The Solution: Erlang & FreeBSD Most web servers (Apache/Nginx/Node.js) struggle to hold more than 10,000 concurrent connections per machine due to memory overhead (thread/process weight). WhatsApp chose Erlang (a language built for telecom switches).

  • Lightweight Processes: An Erlang process uses ~300 words of memory.
  • Result: They famously achieved 2 Million connections per single server.
  • The Logic: By packing connections so densely, they minimized the number of servers they had to manage. Less servers = Less Ops complexity = Smaller Team.

Architecture Diagram: Store-and-Forward #

Here is the logical lifecycle of a message. Notice how the database is only a temporary buffer.

graph TD
    UserA["User A (Sender)"] --> Gateway["Chat Gateway (Erlang)"]
    
    Gateway -- "Is User B Online?" --> Session{"Session Manager"}
    
    %% ================= SCENARIO 1: ONLINE =================
    subgraph OnlineScenario ["Scenario 1: Online"]
        Session -- "Yes" --> DirectPush["Gateway (Push)"]
        DirectPush -- "Push Message" --> UserB["User B (Receiver)"]
        UserB -- "Ack (Received)" --> DirectPush
        DirectPush -- "Notify (Double Tick)" --> UserA
    end
    
    %% ================= SCENARIO 2: OFFLINE =================
    subgraph OfflineScenario ["Scenario 2: Offline"]
        Session -- "No" --> DB[("Temporary Storage")]
        
        %% The delayed flow
        UserB_Later["User B (Comes Online)"] -- "Connects" --> Gateway_Later["Gateway (Sync)"]
        Gateway_Later -- "Fetch Pending" --> DB
        DB -- "Deliver & Delete" --> UserB_Later
    end

The “End-to-End Encryption” Logic #

WhatsApp uses the Signal Protocol. This is not just a security feature; it is an architectural constraint.

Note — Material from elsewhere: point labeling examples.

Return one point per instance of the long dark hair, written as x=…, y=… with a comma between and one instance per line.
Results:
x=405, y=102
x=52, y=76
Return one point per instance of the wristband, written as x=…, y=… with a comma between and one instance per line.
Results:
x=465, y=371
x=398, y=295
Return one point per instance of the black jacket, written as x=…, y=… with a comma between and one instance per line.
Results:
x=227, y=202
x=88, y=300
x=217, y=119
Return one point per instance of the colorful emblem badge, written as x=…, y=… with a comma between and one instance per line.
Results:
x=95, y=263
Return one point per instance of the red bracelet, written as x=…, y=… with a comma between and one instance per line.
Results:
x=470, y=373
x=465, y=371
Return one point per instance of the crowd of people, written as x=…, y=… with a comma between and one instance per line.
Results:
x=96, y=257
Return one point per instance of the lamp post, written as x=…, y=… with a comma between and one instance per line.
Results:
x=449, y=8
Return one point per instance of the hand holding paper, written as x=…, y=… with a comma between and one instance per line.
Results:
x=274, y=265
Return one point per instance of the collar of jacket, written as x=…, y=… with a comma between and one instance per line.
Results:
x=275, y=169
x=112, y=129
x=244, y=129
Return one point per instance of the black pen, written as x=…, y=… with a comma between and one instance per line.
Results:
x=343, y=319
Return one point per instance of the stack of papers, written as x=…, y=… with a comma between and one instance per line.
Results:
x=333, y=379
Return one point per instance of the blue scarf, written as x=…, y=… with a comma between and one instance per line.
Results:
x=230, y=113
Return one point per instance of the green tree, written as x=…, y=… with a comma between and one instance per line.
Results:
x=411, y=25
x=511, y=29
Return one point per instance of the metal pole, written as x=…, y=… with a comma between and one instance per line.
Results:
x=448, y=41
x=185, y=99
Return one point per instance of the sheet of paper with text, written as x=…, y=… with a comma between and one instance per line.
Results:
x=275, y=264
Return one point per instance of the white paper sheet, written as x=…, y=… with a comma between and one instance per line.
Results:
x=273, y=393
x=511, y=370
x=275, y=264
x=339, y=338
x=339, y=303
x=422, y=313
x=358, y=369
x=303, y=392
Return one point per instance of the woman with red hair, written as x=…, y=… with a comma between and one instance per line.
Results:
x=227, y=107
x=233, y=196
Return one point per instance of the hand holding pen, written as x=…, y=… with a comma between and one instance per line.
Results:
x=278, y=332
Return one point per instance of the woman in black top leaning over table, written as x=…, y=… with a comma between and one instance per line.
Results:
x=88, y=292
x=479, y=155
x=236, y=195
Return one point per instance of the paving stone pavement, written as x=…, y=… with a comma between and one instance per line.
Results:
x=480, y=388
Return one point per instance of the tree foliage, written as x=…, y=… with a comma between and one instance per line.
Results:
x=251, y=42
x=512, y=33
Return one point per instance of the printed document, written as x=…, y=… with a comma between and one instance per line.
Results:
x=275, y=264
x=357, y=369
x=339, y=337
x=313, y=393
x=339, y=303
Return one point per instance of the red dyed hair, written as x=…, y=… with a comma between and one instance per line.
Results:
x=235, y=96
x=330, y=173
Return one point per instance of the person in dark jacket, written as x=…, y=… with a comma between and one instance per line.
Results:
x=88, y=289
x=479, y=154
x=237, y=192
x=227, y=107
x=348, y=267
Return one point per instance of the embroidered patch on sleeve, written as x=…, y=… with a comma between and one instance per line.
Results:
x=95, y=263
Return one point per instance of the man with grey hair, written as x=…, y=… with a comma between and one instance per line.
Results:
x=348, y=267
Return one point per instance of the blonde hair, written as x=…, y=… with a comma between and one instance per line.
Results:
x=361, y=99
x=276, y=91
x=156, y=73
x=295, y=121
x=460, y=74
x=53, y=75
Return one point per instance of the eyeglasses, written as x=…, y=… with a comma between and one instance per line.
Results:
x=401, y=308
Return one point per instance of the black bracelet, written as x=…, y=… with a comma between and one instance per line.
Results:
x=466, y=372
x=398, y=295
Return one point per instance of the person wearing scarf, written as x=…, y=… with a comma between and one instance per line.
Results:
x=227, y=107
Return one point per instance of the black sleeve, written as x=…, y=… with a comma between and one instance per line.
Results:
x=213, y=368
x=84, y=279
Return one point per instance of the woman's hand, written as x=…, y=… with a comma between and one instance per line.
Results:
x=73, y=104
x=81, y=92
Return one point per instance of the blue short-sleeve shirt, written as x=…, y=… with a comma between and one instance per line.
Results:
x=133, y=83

  • The Logic: The server cannot read the message.
  • Implication: You cannot implement “Server-Side Search.” (e.g., You can’t ask the API “Show me all messages containing ‘Dinner'”).
  • Architecture Shift: Search must be implemented locally on the client (SQLite on Android/iOS). The server is dumb pipes. This further reduces server cost because the server doesn’t need to index petabytes of text.

The Decision Matrix: Connection Protocols #

How do you talk to the phone?

ProtocolThe Logic ChoiceWhy?
HTTP Short PollingNever“Are there messages?” … “No.” (Repeated every 2s). Kills battery. Floods server.
HTTP Long PollingLegacyKeep connection open until data arrives. Heavy header overhead. Good for old browsers, bad for mobile.
WebSocketsGoodFull duplex. Persistent. Standard for web chat.
MQTT (Message Queuing Telemetry Transport)The WinnerWhat Facebook Messenger/WhatsApp use. Extremely lightweight binary protocol designed for oil pipelines and satellites. Perfect for unstable mobile networks.

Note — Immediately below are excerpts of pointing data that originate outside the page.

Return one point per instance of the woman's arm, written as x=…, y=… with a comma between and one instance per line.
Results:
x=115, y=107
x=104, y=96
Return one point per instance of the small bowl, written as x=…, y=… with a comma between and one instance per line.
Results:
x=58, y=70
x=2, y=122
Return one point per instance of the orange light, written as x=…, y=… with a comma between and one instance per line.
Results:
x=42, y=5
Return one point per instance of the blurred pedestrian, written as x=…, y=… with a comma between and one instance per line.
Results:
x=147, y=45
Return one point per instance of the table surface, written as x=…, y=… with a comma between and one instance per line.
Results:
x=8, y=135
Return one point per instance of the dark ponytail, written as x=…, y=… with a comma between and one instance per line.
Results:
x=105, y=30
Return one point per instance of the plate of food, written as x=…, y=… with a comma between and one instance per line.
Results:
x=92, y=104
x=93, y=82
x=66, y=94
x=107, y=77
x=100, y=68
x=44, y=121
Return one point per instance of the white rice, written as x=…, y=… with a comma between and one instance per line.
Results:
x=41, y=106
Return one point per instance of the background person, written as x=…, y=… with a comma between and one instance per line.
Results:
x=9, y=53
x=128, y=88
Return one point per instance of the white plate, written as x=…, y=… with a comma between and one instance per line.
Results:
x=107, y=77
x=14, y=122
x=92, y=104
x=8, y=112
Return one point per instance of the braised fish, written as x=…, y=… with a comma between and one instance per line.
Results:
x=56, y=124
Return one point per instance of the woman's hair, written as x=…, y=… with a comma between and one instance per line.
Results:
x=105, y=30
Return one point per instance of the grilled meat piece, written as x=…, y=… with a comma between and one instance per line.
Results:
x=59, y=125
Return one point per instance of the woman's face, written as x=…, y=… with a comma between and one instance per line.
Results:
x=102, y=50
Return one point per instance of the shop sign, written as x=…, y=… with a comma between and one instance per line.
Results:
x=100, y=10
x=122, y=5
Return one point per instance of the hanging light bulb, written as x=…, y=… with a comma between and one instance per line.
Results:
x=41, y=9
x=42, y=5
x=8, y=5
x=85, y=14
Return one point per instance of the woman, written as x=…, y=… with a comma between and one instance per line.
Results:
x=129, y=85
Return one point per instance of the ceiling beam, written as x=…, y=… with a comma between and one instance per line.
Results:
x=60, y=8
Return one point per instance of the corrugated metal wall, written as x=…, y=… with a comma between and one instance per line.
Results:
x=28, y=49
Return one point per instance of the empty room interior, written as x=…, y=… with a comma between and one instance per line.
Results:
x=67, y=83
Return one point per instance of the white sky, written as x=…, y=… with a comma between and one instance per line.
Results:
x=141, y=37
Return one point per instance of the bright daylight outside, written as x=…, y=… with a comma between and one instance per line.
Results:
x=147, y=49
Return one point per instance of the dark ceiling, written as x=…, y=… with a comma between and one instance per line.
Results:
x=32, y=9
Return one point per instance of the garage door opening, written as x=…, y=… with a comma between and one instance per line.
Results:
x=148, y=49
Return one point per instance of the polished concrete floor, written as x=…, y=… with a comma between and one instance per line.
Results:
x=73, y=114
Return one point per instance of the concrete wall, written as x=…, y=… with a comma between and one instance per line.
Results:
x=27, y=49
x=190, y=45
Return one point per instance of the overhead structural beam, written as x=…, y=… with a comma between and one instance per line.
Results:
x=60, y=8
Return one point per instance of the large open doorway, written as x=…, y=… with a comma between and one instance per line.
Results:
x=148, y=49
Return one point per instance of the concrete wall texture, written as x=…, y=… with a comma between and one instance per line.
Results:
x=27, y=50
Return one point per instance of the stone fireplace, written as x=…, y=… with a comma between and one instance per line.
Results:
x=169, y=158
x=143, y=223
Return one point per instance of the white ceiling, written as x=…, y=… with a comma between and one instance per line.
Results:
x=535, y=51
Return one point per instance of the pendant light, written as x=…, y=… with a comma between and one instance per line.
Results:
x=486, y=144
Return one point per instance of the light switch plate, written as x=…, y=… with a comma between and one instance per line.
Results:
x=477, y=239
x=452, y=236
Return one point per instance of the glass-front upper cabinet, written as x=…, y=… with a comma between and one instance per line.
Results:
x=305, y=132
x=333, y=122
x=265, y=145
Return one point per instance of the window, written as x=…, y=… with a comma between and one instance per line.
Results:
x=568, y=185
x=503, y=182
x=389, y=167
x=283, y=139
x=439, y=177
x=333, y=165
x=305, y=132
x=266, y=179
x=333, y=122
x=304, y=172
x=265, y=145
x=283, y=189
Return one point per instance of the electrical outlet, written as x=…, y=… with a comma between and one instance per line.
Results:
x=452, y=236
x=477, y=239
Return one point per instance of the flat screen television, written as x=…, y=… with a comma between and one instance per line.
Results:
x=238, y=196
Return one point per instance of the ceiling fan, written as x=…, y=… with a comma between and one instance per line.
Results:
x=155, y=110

Real-World Lesson: The “Thundering Herd” of New Year’s Eve #

The biggest threat to a chat app is a global event (New Year’s, World Cup). Everyone picks up their phone at 12:00:00 AM.

  • The Spike: Traffic jumps 100x in 1 second.
  • The Failure: If your Load Balancer accepts all connections, the servers crash.
  • The Fix: Backpressure. WhatsApp servers are designed to reject connections when load > 80%. The client app (on the phone) has logic: “Connection Failed. Wait Random(1, 5) seconds and retry.” That “Random” jitter is critical. It spreads the 12:00:00 AM spike over 12:00:05 AM, saving the infrastructure.

Conclusion #

Building a chat app is easy. Building WhatsApp is hard because it requires mastering Concurrency.

  • Don’t just throw JSON over HTTP.
  • Use a lightweight binary protocol (MQTT/Protobuf).
  • Use a language that handles concurrency natively (Erlang, Go, Elixir).
  • Design the server to be a Router, not a Librarian.